By: Sadik Mohammed
Ramadan is the holy month of fasting for Muslims, during which they abstain from food, drink and all others that were hitherto permitted them by Allah from sunrise to sunset as divine obligation.
The month long fast serves as the Special Purpose Vehicle(SPV) for seeking forgiveness and nearness to Allah, their Lord who loves piety and righteousness.
Spiritual and Moral Importance
It is indeed an annual opportunity for Muslim to do stock taking, pursue moral and spiritual rejuvenation and seek for re-alignment with their Grand Creator.
This is underpinned by learning to cultivate self-restraint, good manners and behavior, loving kindness through stepping up of charitable activities and doing additional supererogatory worship and prayers in addition to the five daily salat.
These are all important towards drawing Muslims closer to their Lord, Allah and beefing up their spirituality for that matter.
The Ramadan fast also has a socio-economic dimension. In the society we have the poor and the rich. In the houses of the rich they are not in want and have plenty to eat and could chose to eat as many times as they chose to.
Conversely, in the house of the poor, even one square meal is sometimes a problem. How then does the rich also get to taste hunger and feel the pangs of it? Ramadan fasting is the answer.
The Ramadan fast seeks to also inculcate sympathy in the rich for the poor which is good for the maintenance of social equilibrium.
A society where the rich live in extravagance and affluence and are least sensitive to the plight of the poor, risk the generation of bad blood between the rich and the poor the resultant effects of which could be social tensions and undesirable conflict.
Health Benefits of Ramadan Fast
In addition to the foregoing religious and socio-economic significance, Ramadan is also associated with several health benefits. Here are five health benefits of Ramadan:
Weight loss: Fasting during Ramadan can lead to weight loss, as the body uses stored fat for energy when it is not receiving food. However, it is important to maintain a healthy and balanced diet during non-fasting hours to avoid overeating and unhealthy weight loss.
Improved insulin sensitivity: Fasting has been shown to improve insulin sensitivity, which can reduce the risk of developing type 2 diabetes. During Ramadan, the body’s cells become more responsive to insulin, which helps to regulate blood sugar levels.
Reduced inflammation: Fasting has been shown to reduce inflammation in the body, which is linked to many chronic diseases such as heart disease, cancer, and Alzheimer’s disease.

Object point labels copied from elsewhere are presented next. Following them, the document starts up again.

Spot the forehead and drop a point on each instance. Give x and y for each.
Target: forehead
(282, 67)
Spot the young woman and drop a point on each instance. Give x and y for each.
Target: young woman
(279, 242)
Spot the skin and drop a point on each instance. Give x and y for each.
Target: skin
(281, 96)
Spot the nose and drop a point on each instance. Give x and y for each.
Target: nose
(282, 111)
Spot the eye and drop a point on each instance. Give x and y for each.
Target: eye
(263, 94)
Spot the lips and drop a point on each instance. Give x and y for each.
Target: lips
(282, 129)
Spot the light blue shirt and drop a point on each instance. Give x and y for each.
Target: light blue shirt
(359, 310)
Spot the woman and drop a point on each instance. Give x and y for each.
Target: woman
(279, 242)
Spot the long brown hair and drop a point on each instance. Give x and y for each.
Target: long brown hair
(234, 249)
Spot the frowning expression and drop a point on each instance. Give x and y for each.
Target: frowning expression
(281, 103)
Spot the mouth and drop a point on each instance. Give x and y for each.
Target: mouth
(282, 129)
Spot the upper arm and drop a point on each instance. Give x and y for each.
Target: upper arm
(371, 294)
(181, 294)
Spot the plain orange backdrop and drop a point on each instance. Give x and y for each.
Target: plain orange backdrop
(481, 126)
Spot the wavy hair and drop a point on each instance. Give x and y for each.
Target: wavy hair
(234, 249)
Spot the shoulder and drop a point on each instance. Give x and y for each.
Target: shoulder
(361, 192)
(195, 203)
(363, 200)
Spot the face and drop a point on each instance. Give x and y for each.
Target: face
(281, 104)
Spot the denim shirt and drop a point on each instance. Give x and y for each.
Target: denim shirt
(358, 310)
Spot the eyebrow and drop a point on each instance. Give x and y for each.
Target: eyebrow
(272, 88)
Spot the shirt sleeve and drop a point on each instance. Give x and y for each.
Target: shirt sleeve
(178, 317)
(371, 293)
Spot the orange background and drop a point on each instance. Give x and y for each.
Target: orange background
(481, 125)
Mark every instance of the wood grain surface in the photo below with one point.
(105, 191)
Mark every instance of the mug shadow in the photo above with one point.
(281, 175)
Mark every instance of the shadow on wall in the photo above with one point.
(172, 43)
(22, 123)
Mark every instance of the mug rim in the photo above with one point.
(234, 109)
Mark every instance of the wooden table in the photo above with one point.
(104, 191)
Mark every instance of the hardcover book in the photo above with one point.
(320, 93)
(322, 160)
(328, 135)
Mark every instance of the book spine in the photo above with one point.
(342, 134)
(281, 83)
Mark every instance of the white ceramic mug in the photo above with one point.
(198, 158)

Improved mental health: Ramadan is also associated with improved mental health. Fasting has been shown to reduce stress, anxiety, and depression, and can improve overall mood and emotional wellbeing.
Many people find that fasting during Ramadan increases their sense of spirituality and connection to their faith. This can provide a sense of purpose and meaning, which can have positive effects on mental health and overall wellbeing.